Showing posts with label DOGBANE. Show all posts
Showing posts with label DOGBANE. Show all posts

DOGBANE, APOCYNUM CANNABIUM: HEAL:TH BENEFITS AND USES OF DOGBANE


BLACK INDIAN HEMP, DOGBANE, APOCYNUM CANNABINUM 
Black Indian hemp or Dogbane is native to North America, where it is also known as wild cotton, milkweed, which is actually Asclepias syriaca now in the same Apocynaceae family, and American hemp. Other relatives of this dogbane are aak, the devil tree, bitter oleander and oleander.
The plant can grow to heights of around six feet, but is more generally seen at heights of around 4 feet.
 It gets its genus name, Apocynum from the ancient Greek, apo away and cyanus dog, and it was Pliny who wrote that the plant was fatal to dogs, although he was writing of one of the European dogbanes. Dogbane is also a name given to Aconitum Cynoctonum, and there are also three European dogbanes in the Apocynum genus, according to William Salmon, a botanist and herbalist who was writing in 1710. He named these as Apocynum angustifolia, Apocynum latifolium non repens and Apocynum folia angusta. The climbing dogbane he says was a curiosity at the time in Europe and planted as an ornamental.

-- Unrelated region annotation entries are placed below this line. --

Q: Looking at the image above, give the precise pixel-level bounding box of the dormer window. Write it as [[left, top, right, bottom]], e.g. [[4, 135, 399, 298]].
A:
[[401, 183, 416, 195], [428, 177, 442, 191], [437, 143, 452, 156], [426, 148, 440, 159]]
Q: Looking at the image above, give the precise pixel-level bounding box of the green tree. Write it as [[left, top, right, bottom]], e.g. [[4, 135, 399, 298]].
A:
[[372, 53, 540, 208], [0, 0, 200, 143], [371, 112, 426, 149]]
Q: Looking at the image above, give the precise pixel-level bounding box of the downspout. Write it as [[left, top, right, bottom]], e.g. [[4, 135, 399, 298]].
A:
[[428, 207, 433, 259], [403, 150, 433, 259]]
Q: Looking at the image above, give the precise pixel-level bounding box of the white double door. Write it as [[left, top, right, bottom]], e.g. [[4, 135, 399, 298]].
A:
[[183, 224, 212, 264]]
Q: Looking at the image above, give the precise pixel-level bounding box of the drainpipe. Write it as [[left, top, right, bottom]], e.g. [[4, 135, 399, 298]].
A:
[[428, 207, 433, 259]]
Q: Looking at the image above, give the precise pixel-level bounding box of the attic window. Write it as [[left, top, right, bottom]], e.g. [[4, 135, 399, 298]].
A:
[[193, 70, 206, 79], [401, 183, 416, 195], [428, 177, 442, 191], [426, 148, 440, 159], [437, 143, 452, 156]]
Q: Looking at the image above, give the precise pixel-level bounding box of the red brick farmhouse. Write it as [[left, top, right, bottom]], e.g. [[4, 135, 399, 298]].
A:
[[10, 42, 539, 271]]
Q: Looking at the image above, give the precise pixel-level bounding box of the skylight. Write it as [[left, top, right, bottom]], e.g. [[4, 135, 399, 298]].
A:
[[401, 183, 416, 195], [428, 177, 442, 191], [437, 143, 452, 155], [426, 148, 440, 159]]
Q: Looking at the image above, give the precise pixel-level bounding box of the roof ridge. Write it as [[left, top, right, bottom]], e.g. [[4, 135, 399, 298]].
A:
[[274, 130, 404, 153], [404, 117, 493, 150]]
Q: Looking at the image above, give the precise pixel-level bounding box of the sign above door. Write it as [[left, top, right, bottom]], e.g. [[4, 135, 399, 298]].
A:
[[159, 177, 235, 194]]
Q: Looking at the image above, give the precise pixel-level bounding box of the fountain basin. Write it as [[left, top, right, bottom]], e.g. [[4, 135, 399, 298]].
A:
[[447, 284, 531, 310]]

  Native Americans used the plant for many purposes. The stem bark provides strong fibres which were used to make fishing nets and fishing lines as the fibre remains strong in water. It can also make twine and so be woven into other items, including cloth. It can be used as a flax substitute. It was because of the ability to utilize this plant’s fibres that it has the same name as cannabis, not because it is a drug.
  It was also employed in medicine, but the root has cardio-active glycosides in it, making it slow the pulse rate and it is reported to have sedative and hypnotic properties. It is best to treat this plant with extreme caution and only use it under the supervision of a physician. In some ways it is similar to digitalis, (found in the foxglove). However it was used for syphilis, rheumatism, intestinal worms, fever, diarrhoea and dysentery, as well as for coughs as an expectorant, and various other ailments.
  The edible seeds can be eaten raw or cooked and ground to a powder and then used for flour. However some report that the whole plant is poisonous containing toxins which can blister the skin. The latex from the plant, like that of milkweed can be used for chewing gum and it may be possible to produce rubber from it.
  The root is bitter and so the plant is sometimes referred to as bitter root. Its flowering season is July and August and you can identify it by its red-purple stems.